Do I get this right?
Rotational Instability would show up on rotational CT.
Horizontal Instability would show up on upright mri with flex/ext.
Vertical Instability would only show up with Invasive Cervical Traction.

And manual traction can help all three kind of instabilities.

And if this is correct:

How did you know that you had vertical instability if you didn’t have ICT? And do you know how the other neurosurgeons than Dr Bolognese diagnose vertical instability if they don’t do ICT?

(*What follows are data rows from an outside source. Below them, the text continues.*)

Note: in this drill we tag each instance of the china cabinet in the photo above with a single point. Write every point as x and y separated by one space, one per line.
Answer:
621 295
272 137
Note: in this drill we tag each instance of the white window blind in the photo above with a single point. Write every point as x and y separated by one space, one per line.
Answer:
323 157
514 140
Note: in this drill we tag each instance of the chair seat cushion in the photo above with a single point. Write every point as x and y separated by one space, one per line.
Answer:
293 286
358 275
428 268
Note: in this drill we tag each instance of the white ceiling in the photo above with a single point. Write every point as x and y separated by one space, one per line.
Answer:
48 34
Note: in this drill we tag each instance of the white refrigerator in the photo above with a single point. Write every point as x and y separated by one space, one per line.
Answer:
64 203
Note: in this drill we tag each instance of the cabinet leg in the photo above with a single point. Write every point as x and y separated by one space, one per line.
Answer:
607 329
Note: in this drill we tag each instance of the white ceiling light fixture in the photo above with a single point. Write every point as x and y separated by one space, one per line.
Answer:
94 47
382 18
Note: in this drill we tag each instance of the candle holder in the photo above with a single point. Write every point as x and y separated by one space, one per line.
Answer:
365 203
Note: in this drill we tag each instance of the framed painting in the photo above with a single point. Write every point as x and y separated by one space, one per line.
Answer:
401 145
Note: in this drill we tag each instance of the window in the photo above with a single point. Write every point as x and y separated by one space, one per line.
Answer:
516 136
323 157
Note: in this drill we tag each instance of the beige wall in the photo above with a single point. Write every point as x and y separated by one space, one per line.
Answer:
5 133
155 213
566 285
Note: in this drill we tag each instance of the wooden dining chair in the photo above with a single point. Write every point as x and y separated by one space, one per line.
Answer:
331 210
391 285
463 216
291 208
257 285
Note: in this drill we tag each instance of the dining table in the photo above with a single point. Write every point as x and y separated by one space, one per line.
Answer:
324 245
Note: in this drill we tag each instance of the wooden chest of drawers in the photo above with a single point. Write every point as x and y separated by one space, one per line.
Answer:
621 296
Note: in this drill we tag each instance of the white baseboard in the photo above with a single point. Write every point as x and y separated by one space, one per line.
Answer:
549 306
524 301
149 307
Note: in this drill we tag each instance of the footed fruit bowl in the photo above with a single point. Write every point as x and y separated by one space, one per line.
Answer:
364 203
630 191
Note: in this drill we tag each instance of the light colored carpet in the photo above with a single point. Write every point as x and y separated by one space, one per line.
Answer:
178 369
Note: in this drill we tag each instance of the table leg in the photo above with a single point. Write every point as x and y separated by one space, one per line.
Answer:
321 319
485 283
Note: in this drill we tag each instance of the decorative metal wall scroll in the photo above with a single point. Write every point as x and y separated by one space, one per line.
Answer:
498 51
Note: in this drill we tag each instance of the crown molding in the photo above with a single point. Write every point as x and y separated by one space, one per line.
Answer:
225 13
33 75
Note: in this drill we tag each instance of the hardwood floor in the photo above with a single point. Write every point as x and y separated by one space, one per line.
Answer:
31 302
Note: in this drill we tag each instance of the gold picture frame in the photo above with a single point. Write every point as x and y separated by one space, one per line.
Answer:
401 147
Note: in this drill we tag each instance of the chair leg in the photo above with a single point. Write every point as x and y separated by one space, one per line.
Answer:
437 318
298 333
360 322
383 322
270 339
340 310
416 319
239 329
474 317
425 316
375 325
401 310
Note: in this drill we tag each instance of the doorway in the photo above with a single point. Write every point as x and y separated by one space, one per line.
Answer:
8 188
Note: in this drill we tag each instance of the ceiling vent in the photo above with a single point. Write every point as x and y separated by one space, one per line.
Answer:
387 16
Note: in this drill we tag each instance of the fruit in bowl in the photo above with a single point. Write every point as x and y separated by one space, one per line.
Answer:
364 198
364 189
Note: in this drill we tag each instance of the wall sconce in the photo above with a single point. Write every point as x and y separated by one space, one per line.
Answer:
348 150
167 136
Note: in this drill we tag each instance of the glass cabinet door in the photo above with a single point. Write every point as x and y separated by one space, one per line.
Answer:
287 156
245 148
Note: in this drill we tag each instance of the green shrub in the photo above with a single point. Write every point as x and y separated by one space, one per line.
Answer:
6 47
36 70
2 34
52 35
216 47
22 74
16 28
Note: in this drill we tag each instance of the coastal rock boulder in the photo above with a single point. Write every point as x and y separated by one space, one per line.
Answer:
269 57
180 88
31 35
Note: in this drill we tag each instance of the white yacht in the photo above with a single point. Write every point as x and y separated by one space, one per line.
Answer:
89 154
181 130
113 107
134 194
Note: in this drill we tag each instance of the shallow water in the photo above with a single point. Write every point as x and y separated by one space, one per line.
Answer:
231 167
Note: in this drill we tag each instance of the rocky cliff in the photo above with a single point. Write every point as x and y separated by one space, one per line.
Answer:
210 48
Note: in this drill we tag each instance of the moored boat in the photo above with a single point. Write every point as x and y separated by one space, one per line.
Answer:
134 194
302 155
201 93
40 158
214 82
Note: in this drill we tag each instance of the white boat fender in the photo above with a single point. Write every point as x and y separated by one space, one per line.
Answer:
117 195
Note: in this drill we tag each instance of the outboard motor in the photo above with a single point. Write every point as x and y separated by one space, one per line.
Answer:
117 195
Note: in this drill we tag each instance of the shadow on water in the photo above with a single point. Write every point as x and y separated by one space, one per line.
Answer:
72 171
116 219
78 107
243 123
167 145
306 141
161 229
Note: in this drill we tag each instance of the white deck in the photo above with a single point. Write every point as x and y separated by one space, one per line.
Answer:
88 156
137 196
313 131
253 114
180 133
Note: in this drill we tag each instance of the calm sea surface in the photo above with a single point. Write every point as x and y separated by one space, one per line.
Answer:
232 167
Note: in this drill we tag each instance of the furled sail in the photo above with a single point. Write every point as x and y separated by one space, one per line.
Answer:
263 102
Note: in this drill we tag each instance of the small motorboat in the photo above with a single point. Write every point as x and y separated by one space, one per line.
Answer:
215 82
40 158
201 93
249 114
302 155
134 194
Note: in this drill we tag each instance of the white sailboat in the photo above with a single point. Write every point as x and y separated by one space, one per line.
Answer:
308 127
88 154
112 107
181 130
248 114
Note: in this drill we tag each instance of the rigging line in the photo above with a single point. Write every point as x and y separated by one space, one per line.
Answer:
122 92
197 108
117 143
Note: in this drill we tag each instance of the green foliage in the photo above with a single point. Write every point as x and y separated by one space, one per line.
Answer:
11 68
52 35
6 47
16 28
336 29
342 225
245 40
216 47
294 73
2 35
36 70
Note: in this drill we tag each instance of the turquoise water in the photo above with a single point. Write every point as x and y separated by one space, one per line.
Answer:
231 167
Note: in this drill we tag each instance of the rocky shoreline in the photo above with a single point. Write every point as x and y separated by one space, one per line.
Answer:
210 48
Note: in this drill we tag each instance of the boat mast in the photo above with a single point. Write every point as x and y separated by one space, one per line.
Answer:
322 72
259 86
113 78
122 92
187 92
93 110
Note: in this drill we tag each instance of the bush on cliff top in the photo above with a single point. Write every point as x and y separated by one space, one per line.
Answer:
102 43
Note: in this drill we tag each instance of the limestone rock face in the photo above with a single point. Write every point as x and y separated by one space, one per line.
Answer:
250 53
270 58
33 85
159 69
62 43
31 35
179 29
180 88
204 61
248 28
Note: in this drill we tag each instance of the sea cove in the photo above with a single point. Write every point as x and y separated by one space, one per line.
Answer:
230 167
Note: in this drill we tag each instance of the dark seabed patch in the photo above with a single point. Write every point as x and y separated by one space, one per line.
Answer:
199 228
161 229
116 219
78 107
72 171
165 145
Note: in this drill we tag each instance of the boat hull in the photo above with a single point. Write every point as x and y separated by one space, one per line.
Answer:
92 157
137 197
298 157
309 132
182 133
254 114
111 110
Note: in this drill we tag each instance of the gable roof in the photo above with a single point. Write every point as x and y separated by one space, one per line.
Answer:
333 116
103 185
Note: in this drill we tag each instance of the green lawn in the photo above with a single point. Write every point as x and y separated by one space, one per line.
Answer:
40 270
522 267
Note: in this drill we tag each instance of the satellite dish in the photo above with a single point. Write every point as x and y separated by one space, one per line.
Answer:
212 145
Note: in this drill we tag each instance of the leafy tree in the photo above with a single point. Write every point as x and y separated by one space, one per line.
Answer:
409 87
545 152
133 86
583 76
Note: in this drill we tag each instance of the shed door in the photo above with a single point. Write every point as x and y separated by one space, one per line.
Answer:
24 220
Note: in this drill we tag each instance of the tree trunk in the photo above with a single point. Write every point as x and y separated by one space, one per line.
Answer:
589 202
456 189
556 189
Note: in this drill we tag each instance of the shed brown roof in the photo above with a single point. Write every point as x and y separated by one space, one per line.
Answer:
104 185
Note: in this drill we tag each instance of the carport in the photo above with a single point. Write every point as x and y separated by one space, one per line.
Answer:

Sorry, so many questions. :ill:
 
Last edited:
Messages
57
Location
Germany
...In short, there is somewhat of an improval in pain, and no statistical improvement in functioning of patients! Absolutely no improvement in POTS (?!)...
Hi @bread. I remember myself struggling with this study first time read it. But what leads you to say. that theres just significant improvement in pain, especially no significant improvement in function? Compared to those miracle outcomes we experienced lately in the cfs/me community I would agree, but the functional outcomes in the study are signficant in general as well.
 

godlovesatrier

Senior Member
Messages
2,612
Location
United Kingdom
Did anyone here with milder symptoms but severe PEM none the less, experience a worsening of symptoms when they have a cold virus or a more persistent virus/bacterial infection? My symptoms peak at their worst when I get allergies, cold, virus or bacterial infection, but I do wonder if that's because any potential cranial and neck issues are exacerbated by further inflammation.

I plan to get an upright MRI in the next few months, as my symptoms are milder it would be interesting if only horizontal instability came back. Of course the test could be negative too.